Cela a été vraiment terrible et les combattants de l’ALN étaient obligés presque de manger des racines. Il y avait aussi le témoignage de Saout Al Arab (Salah Boubnider, ndlr) qui racontait aussi l’utilisation de tous les moyens possibles pour l’éradication des maquis. L’année 1959 a été absolument épouvantable, tous les témoignages concordent.
Un mot sur les tensions qui ne baissent pas entre l’Algérie et la France ?

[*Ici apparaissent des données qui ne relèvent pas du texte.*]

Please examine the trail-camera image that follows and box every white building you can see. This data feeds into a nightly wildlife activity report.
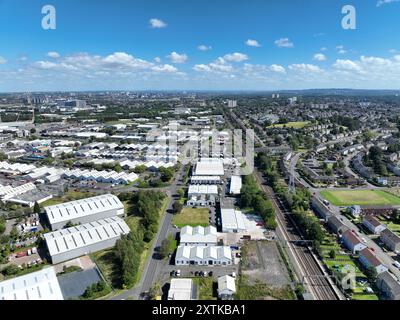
[342,230,367,254]
[190,176,222,185]
[187,184,219,207]
[227,100,237,108]
[221,208,246,233]
[0,267,63,300]
[363,216,387,235]
[180,225,218,246]
[45,194,124,230]
[217,275,236,299]
[229,176,242,195]
[359,248,388,274]
[175,245,233,266]
[349,205,362,218]
[168,279,195,300]
[194,158,224,176]
[44,217,130,264]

Tout ce que je peux dire, c’est qu’il faut espérer que les deux pays puissent s’entendre. Il y a un appel qui vient de sortir (Tribune parue jeudi 13 mars dans Le Monde et cosignée par des franco-algériens, des Français d’origine algérienne et des Français aimant l’Algérie, dont Benjamin Stora, ndlr).
Il faut essayer de trouver des points de passage, des passerelles, ça paraît évident. Ce sera difficile parce que c’est une crise des plus sérieuses, des plus importantes.
Ça me désole, parce que quand j’ai commencé à travailler sur mon rapport (sur la colonisation) il y a 5 ans, l’objectif c’était précisément de travailler ensemble, de pouvoir avancer, de se réconcilier et de faire en sorte que les peuples se connaissent, se comprennent, mais 5 ans plus tard, malheureusement, je suis désolé de constater que c’est l’inverse qui se produit sous mes yeux. C’est désolant parce que c’est le combat d’une vie. J’ai commencé à travailler sur l’Algérie en 1974.
Du nouveau concernant la commission mixte d’historiens ?
J’ai des contacts personnels avec les historiens membres de la commission, comme cela a toujours été le cas. Mais sur le plan institutionnel, il n’y a pas de contacts officiels. Pour le moment les travaux restent suspendus, mais nous gardons le contact.